Home >> ALL ISSUES >> 2020 Issues >> Closing the workflow loop: HistoQC for digital slides

Closing the workflow loop: HistoQC for digital slides

image_pdfCreate PDF

Valerie Neff Newitt

July 2020—Unveiled in 2018, HistoQC, an open-source quality control tool for digital pathology slides, was an “awakening to a problem” and the kickoff of a conversation, says Andrew Janowczyk, PhD, its main investigator. And while it’s hard to measure the tool’s use because it’s freely available, he says, reception has been strong. “It’s been a pretty good ride,” he says of its first two years.

Dr. Janowczyk, assistant research professor, Department of Biomedical Engineering, Case Western Reserve University, and colleagues designed HistoQC to make it easier and faster to identify and delineate artifacts and batch effects during routine slide preparation and digitization. “Manual review of glass slides and digital slides is laborious, qualitative, and subject to intra- and inter-reader variability,” they wrote, stressing the need for an automated way to spot slides that need to be remade and regions that should be avoided during computational analysis (Janowczyk A, et al. JCO Clin Cancer Inform. 2019;3. doi:10.1200/CCI.18.​00157).

Their solution, HistoQC, fills “an intuition gap” in artificial intelligence, Dr. Janowczyk tells CAP TODAY.

Pathologists train themselves over years, he says, to read through slides of suboptimal quality, if necessary, “because they’re highly skilled, very well educated, and have learned to overcome these types of hurdles.”

Dr.Janowczyk

“Digital technologies like artificial intelligence and machine learning are unfortunately not currently that skilled. They’re not that robust in the presence of artifacts on slides,” he says. “So something needs to be in place that guarantees that whatever uses a slide next, be it human or machine, knows what it is getting and can feel confident that it is exactly what it thinks it is.

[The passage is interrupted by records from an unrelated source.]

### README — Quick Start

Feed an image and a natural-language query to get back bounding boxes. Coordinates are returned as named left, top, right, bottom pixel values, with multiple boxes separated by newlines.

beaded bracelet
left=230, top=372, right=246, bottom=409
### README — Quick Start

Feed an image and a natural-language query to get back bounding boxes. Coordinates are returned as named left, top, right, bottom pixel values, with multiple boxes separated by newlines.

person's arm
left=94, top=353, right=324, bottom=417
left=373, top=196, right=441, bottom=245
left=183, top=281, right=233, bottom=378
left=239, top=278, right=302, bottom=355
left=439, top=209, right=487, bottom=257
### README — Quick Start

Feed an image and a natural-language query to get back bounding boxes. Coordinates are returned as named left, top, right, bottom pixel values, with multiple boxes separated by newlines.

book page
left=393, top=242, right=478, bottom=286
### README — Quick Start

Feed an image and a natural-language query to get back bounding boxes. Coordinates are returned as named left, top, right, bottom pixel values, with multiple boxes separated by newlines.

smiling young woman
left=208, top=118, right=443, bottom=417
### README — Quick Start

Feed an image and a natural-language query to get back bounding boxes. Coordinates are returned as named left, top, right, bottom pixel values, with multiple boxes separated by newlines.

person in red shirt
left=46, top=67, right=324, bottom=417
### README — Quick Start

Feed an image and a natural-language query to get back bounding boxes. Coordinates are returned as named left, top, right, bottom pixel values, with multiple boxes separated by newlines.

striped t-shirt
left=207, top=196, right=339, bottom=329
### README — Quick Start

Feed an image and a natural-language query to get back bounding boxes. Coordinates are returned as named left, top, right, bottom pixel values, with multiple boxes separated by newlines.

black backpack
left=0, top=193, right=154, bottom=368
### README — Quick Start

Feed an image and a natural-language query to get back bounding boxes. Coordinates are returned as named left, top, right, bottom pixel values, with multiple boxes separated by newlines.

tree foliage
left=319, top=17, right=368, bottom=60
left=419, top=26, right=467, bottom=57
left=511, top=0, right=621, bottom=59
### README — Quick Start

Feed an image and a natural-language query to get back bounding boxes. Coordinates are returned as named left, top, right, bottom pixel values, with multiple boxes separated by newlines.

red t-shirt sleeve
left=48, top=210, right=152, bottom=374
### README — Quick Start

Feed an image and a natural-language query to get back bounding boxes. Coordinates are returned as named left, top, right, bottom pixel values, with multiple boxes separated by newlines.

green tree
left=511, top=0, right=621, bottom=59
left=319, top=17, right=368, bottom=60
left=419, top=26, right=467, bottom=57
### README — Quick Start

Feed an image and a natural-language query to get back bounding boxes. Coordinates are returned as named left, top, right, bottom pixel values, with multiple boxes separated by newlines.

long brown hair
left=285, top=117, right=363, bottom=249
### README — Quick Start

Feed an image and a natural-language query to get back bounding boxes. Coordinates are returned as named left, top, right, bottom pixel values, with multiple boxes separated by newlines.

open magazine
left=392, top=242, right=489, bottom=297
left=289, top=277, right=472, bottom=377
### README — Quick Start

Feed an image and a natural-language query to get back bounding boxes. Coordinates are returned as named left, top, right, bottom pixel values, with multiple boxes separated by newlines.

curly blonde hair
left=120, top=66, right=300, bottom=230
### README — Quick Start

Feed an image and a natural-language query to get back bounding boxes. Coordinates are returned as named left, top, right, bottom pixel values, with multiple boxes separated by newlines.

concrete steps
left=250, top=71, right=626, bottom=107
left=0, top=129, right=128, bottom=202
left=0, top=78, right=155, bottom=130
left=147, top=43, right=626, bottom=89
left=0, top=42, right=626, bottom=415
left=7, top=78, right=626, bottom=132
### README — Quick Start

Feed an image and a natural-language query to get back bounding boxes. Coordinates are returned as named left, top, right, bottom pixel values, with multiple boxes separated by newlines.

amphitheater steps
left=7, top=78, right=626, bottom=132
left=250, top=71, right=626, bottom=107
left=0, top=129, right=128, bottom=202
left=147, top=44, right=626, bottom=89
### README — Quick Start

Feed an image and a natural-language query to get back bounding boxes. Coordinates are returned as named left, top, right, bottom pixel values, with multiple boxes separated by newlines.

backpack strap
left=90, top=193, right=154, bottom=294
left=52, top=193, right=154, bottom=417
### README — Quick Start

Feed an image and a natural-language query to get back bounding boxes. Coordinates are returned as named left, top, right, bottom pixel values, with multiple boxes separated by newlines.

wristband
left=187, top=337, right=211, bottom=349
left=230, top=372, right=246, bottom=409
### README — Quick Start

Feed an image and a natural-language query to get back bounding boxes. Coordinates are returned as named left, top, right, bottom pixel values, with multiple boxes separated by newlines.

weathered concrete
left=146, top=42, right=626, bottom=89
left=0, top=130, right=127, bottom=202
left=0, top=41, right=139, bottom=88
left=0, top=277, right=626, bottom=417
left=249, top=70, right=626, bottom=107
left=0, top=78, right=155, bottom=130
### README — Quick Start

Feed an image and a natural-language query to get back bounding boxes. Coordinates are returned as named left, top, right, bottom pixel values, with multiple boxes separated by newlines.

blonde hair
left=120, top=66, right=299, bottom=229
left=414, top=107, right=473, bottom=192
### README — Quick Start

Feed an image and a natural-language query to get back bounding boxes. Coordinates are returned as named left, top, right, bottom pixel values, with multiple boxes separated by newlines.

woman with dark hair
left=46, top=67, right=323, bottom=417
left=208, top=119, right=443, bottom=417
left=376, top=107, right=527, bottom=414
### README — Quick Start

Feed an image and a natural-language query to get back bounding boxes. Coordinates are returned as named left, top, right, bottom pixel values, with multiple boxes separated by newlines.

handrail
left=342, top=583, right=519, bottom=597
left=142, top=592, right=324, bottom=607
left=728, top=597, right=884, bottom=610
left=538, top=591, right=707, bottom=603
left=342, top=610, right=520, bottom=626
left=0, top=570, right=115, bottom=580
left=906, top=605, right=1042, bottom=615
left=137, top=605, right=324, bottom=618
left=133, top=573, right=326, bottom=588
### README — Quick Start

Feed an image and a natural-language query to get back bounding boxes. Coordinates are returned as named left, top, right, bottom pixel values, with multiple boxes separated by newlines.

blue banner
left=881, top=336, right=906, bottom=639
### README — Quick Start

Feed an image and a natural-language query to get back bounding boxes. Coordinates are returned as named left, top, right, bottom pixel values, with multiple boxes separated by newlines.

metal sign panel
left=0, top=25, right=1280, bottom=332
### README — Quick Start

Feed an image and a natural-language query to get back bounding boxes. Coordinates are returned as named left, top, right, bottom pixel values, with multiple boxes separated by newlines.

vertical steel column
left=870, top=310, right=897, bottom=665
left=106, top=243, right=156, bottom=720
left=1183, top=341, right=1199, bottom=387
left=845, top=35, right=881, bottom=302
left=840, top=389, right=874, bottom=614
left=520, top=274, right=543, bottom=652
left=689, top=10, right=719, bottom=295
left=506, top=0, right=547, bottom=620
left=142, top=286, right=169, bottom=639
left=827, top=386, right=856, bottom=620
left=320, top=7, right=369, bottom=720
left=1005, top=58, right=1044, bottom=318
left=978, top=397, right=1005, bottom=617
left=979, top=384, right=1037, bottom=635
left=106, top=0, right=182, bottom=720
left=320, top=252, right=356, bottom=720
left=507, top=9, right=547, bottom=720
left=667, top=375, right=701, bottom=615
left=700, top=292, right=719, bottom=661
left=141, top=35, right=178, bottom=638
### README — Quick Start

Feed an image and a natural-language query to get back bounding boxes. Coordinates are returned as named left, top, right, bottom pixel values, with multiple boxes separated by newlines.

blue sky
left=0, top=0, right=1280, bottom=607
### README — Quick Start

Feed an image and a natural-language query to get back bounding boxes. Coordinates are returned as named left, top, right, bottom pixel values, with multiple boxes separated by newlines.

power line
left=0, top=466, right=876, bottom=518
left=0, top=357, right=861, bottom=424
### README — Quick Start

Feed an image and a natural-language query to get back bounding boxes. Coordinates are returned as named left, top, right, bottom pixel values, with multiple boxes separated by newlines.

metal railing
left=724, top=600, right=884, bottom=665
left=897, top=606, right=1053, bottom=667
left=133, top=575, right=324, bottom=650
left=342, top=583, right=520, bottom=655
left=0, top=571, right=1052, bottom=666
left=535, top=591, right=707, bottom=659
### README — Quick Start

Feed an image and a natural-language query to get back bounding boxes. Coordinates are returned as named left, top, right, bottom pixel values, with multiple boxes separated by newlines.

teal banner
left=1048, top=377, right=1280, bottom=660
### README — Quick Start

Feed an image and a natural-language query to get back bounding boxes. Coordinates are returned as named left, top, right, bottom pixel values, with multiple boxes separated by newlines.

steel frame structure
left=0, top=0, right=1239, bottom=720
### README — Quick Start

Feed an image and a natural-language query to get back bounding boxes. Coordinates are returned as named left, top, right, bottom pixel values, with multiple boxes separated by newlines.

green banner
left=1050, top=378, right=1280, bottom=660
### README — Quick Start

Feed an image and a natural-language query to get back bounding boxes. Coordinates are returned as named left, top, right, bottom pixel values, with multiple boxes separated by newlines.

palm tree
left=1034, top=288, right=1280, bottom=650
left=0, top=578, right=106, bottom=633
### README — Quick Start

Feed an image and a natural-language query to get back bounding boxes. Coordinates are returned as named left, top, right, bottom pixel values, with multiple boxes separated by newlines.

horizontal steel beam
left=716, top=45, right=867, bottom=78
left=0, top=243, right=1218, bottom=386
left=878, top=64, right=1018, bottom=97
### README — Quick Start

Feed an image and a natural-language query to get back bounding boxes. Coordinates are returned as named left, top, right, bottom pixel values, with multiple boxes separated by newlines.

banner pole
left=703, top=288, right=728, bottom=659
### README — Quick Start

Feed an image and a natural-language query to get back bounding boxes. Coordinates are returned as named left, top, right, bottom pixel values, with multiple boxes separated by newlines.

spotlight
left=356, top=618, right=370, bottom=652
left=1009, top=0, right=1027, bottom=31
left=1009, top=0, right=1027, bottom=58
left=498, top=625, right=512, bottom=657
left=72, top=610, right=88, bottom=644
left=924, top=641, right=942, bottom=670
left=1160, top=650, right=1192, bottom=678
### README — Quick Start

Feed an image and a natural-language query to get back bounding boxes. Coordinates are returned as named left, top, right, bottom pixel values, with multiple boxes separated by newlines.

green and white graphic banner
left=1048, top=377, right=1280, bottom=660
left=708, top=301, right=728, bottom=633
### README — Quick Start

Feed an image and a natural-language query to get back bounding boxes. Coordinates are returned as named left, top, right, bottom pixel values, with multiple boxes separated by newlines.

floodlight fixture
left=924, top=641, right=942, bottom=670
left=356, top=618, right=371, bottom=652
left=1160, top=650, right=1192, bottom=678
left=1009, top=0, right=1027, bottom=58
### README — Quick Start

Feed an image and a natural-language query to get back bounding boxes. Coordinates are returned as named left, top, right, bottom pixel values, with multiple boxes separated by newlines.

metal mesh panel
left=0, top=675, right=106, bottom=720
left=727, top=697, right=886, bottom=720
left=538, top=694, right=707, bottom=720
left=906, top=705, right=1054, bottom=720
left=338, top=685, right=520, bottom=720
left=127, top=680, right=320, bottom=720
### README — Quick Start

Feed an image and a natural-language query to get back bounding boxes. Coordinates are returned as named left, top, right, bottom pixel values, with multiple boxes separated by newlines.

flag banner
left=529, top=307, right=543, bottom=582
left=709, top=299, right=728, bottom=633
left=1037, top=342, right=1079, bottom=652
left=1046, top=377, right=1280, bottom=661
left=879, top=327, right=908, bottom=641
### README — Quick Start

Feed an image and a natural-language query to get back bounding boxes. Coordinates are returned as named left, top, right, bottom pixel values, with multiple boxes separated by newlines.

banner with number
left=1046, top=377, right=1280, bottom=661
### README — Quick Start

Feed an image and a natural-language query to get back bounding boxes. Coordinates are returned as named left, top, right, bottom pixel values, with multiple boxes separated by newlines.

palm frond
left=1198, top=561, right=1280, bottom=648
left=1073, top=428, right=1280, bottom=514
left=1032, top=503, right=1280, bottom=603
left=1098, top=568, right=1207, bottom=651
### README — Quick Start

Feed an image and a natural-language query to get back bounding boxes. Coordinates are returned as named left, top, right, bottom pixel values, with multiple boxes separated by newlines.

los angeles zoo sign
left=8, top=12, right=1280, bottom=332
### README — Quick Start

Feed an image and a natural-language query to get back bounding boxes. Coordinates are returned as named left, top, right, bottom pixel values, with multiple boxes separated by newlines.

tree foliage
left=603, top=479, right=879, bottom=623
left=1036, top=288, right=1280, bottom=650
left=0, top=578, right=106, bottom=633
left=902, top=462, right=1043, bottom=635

In other words, we want to make sure that before a sophisticated, yet relatively ignorant, algorithm is used, there will be a step to make sure that the sample it is to be applied to is appropriate.”

“HistoQC quickly and efficiently does exactly that,” he says.

Dr. Janowczyk, who is also a member of the cancer imaging program at Case Comprehensive Cancer Center, says the user interface was built so that HistoQC can be used on a regular internet browser.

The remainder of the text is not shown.